Somehow, however, the supposed health care reformers seemed to have overlooked a crucial fact about the Mayo Clinic they are using as a model. The Mayo Clinic traditionally was basically a large physician group practice. It was run by physicians. Even now, the Mayo Clinic's CEO is a physician (Dr John H. Noseworthy) who had a substantial clinical and academic career. The CAO is a nurse, and the three top Vice Presidents are physicians.  I submit the fact that the organization was run by physicians, physicians who once swore to put their patients' clinical care ahead of all other considerations, was crucial to the Clinic's success in taking care of patients as well as maintaining its finances.

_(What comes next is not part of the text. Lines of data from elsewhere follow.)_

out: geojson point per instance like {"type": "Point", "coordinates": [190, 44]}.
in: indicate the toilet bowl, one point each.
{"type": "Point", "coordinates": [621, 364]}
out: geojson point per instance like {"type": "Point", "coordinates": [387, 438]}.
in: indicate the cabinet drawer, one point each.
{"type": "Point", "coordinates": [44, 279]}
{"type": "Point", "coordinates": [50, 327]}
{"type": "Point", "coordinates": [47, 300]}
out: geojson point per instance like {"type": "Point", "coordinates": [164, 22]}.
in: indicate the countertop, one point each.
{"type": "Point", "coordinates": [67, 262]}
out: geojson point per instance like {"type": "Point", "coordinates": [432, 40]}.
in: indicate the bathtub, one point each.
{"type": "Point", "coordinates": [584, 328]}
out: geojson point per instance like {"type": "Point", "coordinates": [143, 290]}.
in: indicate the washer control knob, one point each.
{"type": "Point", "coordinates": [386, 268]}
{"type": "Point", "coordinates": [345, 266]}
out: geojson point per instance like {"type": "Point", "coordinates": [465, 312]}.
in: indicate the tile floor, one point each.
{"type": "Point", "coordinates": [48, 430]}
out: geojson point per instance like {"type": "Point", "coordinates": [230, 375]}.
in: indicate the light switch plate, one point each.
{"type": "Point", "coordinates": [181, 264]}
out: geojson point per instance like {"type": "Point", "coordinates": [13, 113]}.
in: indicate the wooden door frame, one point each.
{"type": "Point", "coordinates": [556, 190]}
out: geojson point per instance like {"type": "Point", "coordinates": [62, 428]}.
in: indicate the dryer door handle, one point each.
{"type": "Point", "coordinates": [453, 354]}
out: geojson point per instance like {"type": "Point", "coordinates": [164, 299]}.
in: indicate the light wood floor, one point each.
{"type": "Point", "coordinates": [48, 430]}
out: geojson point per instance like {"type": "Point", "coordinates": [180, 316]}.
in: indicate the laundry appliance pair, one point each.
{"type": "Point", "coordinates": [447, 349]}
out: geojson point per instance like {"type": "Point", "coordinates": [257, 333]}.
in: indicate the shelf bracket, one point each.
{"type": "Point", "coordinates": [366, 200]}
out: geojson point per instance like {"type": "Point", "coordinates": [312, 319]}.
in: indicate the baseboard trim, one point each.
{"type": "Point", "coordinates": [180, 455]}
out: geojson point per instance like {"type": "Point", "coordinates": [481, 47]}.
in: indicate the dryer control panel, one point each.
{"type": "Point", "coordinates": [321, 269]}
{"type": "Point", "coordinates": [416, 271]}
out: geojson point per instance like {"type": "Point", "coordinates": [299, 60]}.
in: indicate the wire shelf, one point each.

However, nearly all of the would-be ACOs we hear about now are centered on big hospital systems, run by business executives who have never taken care of patients, and never swore to put patient care ahead of anything. For example, the most advanced degree possessed by the CEO of Sutter Health is a Master's in Health Administration (see here). Sutter Health does not make biographical information about its top executives particularly easy to find, but according to the most recent (2008) 990 form posted on Guidestar, of its 19 top executives, only 2 had MD degrees. As we have seen time and again on Health Care Renewal, such executives have become extremely good at becoming rich in their jobs. (For example, according to the 2008 990 form, of those 19 executives, all had total compensation greater than $200,000, 16 had compensation greater than $500,000, and 9 had compensation greater than $1 million.) When things go wrong, these royally paid executives may take their golden parachutes and open the exit door, and jump on the slide.

The advent of ACOs reminds me of the advent of managed care. The original managed care organizations, exemplified by Kaiser - Permanante, were also not-for-profit large group practices run by physicians. However, the "managed care organizations" that evolved out of the 1970s law, favored by our glorious former President Nixon, were for-profit corporations run by business executives. Somehow, when legislators seek to promote better health care, the legislation they right often get the crucial details wrong.

The one good thing about ACOs seems to be that they have galvanized liberals and libertarians alike to worry about big, collective, bureaucratic health care organizations run by executives with no clear commitment to putting care of individual patients first.